Something bad happened over the weekend to one of my student clients. Her face is unusually shuttered, eyes down, monosyllabic answers to my questions, denials that anything more than a “fight” happened at home.

She's in 4th grade, and has been through this before and knows what to say and what not to say. Her eyes beg for rescue and, at the same time, are resigned as one of Seligman's dogs in a cage, shocked again and again into silence.

I do the visual check of all extremities for bruises. I tell her I'm concerned, I'm going to call home and find out more about what happened, talk to mom and see how I can help. Then comes the animation, the frantic tears:

“No! No! I'll get in trouble! I have my backpack packed and I'm just going to run away if he hits me!”

“Did he hit you this time?”

“No. But he might.” Eyes skittering away.

I have nothing to go on, not enough to make a call to an already-overwhelmed agency that I know by now only responds to actual blood and bruising. I send her back to class with a granola bar. My own stomach is churning.

Later in the day the other counselor calls me. The younger sister, a kindergartner and not yet conditioned to the cage, has spilled the beans on the beating she got over the weekend. She wants to know if I agree we should call.

“Yes! Yes!” I say. “Yes!”

So we do. The hounds of “the system” are loosed.

I wish I thought they had some teeth.

I want to hit something.

Instead I take a brisk walk in my ever-present exercise shoes and do some breathing exercises. Tell myself the usual: I'm just one person, I do my part, I have to trust the system, I have to trust God to take care of these children.
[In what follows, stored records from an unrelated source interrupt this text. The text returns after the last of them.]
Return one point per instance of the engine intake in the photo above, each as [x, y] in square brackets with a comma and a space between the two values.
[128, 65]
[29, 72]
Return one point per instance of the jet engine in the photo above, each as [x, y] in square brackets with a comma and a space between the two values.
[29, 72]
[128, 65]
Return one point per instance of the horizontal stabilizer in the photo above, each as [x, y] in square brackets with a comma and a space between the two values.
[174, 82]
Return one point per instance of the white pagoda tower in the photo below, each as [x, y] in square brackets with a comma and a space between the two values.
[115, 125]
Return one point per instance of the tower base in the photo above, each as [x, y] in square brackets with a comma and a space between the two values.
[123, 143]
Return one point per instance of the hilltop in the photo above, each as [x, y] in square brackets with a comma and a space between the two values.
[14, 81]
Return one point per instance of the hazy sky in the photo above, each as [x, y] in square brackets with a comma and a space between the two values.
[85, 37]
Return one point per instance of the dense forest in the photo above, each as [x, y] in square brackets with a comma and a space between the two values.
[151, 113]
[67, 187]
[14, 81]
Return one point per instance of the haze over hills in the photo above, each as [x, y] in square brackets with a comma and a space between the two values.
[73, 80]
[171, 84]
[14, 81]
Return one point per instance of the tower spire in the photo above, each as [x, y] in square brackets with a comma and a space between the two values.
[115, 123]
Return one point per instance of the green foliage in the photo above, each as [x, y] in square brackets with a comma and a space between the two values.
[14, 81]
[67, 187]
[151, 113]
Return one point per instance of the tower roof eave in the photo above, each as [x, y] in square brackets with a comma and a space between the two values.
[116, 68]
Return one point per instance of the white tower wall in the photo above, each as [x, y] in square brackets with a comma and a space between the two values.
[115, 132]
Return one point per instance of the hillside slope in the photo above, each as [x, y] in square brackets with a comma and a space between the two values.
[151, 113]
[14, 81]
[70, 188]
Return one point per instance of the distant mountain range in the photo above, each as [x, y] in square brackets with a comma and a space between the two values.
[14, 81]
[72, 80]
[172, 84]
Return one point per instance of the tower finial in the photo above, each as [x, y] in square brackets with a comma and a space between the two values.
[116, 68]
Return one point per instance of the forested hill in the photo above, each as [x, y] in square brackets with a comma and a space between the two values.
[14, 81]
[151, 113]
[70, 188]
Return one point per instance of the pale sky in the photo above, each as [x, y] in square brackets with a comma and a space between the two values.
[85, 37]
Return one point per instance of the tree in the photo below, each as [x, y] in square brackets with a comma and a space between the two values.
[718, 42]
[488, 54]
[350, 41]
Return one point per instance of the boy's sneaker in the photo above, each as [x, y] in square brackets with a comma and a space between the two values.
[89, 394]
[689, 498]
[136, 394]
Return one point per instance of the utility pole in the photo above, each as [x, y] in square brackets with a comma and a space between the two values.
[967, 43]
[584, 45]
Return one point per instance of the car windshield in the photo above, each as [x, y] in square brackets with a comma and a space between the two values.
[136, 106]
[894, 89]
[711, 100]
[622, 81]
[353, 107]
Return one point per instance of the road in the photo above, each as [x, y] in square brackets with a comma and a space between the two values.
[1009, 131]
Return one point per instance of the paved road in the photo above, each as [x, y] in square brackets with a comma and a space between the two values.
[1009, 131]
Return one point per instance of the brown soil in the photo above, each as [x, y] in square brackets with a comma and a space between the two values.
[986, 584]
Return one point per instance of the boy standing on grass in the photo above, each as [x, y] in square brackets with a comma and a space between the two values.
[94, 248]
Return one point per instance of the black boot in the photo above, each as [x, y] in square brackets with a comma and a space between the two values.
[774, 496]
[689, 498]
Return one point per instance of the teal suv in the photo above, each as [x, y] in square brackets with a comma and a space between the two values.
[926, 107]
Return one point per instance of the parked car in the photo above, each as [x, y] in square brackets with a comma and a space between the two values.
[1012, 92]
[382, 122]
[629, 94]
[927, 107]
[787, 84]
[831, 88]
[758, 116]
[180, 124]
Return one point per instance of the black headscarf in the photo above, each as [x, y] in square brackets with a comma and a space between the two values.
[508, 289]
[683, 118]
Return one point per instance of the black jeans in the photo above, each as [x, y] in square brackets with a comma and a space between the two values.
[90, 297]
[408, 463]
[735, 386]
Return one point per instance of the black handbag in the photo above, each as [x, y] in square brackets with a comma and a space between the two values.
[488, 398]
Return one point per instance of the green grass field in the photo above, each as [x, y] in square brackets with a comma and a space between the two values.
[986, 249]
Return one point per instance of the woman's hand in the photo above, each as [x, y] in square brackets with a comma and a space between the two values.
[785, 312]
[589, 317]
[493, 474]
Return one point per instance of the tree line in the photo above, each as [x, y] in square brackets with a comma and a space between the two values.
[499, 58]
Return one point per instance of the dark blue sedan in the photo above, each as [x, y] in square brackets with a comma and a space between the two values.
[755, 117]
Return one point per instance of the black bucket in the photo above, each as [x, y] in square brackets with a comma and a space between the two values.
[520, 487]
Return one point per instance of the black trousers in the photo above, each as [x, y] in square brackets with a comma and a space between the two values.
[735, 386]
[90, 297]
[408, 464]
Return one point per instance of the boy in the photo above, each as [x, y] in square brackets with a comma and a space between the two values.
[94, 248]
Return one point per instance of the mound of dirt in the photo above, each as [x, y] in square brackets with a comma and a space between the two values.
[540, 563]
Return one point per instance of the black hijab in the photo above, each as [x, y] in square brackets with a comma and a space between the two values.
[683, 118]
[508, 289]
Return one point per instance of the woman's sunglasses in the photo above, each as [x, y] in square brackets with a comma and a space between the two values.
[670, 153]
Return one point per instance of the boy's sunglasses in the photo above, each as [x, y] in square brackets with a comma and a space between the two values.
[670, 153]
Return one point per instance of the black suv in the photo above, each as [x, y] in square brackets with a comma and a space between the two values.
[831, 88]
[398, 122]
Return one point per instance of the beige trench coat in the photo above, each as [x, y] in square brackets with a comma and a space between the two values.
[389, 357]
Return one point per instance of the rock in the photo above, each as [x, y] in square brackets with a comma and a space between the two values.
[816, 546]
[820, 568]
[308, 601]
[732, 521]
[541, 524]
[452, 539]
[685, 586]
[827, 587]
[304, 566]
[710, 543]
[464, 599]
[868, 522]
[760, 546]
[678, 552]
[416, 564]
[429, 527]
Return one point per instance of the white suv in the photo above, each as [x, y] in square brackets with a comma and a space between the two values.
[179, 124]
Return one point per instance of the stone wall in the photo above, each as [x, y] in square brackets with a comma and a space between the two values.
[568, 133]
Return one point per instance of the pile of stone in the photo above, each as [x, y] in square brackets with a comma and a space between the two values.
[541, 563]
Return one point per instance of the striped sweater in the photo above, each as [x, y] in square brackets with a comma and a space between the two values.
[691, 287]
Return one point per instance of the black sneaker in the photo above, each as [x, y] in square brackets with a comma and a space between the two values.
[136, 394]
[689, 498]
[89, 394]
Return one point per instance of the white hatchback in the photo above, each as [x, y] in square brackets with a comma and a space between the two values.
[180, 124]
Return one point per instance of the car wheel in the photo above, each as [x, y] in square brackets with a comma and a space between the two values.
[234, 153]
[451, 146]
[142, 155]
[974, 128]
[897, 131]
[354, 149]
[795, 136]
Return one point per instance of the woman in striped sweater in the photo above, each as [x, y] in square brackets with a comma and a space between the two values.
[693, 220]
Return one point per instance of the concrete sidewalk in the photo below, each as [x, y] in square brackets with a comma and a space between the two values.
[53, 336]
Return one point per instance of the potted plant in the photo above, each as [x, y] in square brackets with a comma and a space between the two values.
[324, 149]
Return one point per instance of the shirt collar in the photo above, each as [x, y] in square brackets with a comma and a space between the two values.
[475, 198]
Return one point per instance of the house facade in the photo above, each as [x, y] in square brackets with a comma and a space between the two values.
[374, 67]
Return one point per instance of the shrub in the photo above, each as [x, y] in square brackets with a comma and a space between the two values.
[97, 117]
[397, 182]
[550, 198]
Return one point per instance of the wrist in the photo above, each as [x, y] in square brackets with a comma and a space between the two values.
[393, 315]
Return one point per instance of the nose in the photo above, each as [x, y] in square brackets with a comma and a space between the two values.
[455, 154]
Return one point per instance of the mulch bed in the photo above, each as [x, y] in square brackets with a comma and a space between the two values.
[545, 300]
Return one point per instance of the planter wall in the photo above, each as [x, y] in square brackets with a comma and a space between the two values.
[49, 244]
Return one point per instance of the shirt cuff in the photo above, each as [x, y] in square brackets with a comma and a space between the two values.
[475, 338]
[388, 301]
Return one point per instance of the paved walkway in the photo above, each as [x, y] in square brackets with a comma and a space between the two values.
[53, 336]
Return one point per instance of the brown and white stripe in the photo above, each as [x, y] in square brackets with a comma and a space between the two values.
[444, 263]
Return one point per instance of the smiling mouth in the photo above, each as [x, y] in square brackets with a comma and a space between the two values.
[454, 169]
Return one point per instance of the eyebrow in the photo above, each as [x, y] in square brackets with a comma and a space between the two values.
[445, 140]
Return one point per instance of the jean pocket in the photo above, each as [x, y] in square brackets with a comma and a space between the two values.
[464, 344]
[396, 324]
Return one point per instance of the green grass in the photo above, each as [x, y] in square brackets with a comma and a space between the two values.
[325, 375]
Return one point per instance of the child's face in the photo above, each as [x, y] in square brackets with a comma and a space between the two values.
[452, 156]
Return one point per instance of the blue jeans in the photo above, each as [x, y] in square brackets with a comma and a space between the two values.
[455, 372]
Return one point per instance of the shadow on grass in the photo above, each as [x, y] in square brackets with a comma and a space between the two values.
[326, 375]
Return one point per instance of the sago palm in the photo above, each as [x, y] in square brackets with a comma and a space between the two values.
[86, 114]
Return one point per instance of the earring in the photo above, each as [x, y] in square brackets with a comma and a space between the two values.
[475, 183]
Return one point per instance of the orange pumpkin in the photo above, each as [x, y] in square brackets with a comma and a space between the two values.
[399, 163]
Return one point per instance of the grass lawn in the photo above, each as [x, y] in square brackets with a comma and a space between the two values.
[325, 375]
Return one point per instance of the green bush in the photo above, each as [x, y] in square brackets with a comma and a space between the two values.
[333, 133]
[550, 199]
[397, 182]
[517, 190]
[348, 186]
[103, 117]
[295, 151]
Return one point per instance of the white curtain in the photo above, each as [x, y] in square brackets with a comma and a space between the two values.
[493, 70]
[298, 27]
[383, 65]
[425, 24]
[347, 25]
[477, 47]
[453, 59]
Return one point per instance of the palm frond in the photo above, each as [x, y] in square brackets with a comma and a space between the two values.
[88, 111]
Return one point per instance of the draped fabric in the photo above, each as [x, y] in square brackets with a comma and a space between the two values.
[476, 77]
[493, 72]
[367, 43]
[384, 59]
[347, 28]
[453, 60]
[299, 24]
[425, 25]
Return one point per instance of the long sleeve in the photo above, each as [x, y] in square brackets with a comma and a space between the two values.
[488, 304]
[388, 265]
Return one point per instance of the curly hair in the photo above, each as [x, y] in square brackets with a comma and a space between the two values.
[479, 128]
But I have no confidence anything much will happen. I've been here before, I've made the call before, and years later I'm still comforting the same kid with a granola bar.

This is why Lei, my main character, exists. Nothing tees her off like child abuse. She doesn't take a walk and do breathing exercises about it, either. She hunts 'em down and drags 'em in. She puts the fear in them that they put in others. She makes the cycle of abuse stop by stopping the abuser.

As for me, the only punching I do is a few phone numbers. But maybe it will be enough this time.